31.7.16

Linux Processes: Part 2

Now it's time to talk about signals that are part of POSIX speicfication. This is very important, because we cannot go any further without signals theory.

2. Signals

Signals are mechanisms for communicating with and manipulating processes in Linux. The topic of signals is a large one; here we discuss some of the most important signals and techniques that are used for controlling processes.

A signal is a special message sent to a process. Signals are asynchronous; when a process receives a signal, it processes the signal immediately, without finishing the current function or even the current line of code. There are several dozen different signals, each with a different meaning. Each signal type is specified by its signal number, but in programs, you usually refer to a signal by its name. In Linux, these are defined in /usr/include/bits/signum.h. (You shouldn’t include this header file directly in your programs; instead, use "signal.h".)

When a process receives a signal, it may do one of several things, depending on the signal’s disposition.
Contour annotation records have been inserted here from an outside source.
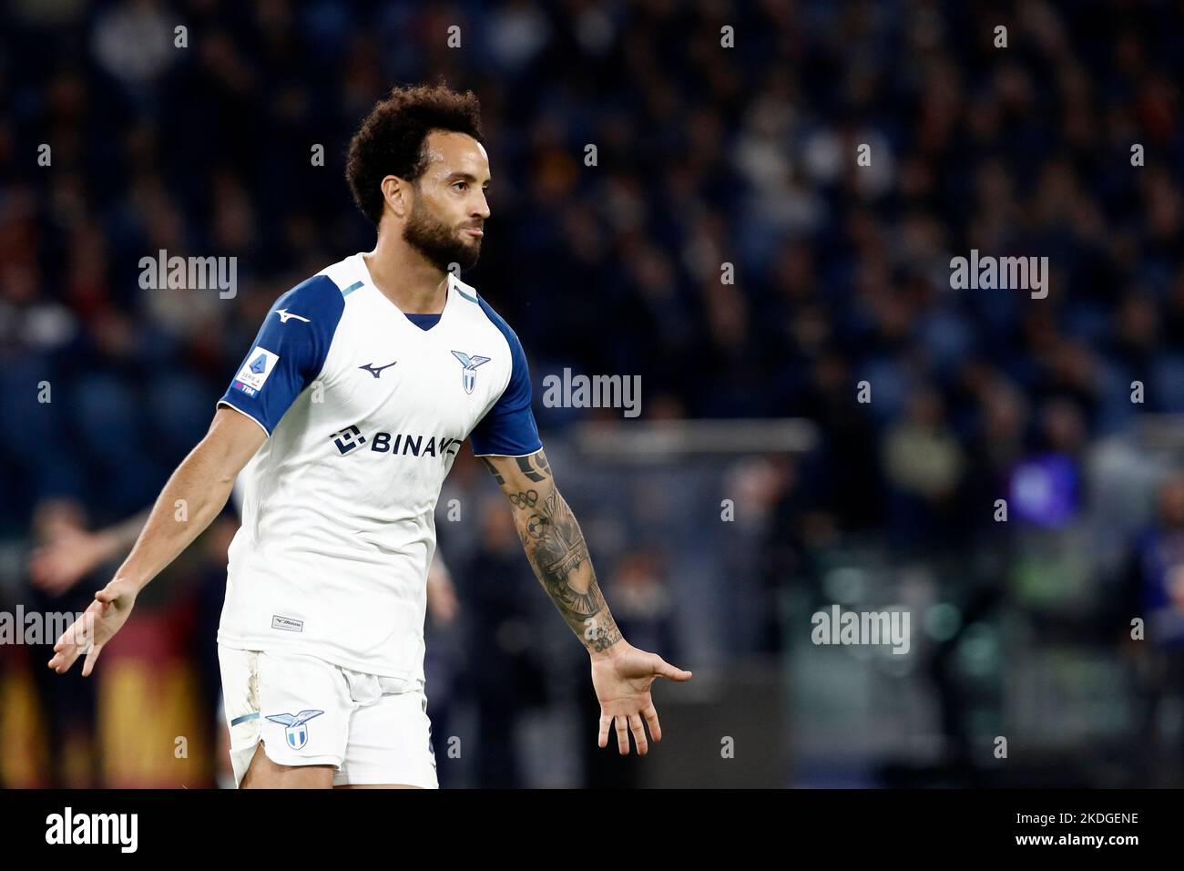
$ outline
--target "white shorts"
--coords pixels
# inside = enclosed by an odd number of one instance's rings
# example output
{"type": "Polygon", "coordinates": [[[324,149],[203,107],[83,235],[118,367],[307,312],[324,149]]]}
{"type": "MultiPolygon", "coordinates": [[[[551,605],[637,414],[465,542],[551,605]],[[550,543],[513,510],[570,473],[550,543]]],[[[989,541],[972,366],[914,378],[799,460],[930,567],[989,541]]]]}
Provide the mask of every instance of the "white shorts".
{"type": "Polygon", "coordinates": [[[255,747],[279,766],[334,766],[333,786],[436,789],[427,697],[416,681],[341,668],[294,653],[218,645],[234,784],[255,747]]]}

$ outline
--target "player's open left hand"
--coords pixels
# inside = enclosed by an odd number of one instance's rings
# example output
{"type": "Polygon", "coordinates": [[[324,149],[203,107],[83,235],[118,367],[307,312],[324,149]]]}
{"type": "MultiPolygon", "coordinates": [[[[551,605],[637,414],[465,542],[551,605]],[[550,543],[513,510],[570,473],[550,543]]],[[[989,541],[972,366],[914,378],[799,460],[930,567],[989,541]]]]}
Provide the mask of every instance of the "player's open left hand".
{"type": "Polygon", "coordinates": [[[103,645],[111,640],[131,614],[137,591],[130,581],[111,581],[96,593],[90,607],[53,645],[50,668],[58,674],[67,672],[79,654],[85,653],[82,675],[89,678],[103,645]]]}
{"type": "Polygon", "coordinates": [[[592,686],[600,700],[600,735],[597,743],[609,744],[609,729],[617,730],[617,751],[629,755],[629,732],[633,734],[637,755],[649,750],[645,726],[654,741],[662,741],[658,712],[650,699],[650,685],[656,678],[682,683],[690,680],[690,672],[676,668],[656,653],[639,651],[622,639],[609,648],[612,655],[592,659],[592,686]]]}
For each signal, there is a default disposition, which determines what happens to the process if the program does not specify some other behavior. For most signal types, a program may specify some other behavior—either to ignore the signal or to call a special signal-handler function to respond to the signal. If a signal handler is used, the currently executing program is paused, the signal handler is executed, and, when the signal handler returns, the program resumes.

The Linux system sends signals to processes in response to specific conditions. For instance, SIGBUS (bus error), SIGSEGV (segmentation violation), and SIGFPE (floating point exception) may be sent to a process that attempts to perform an illegal operation. The default disposition for these signals it to terminate the process and produce a core file.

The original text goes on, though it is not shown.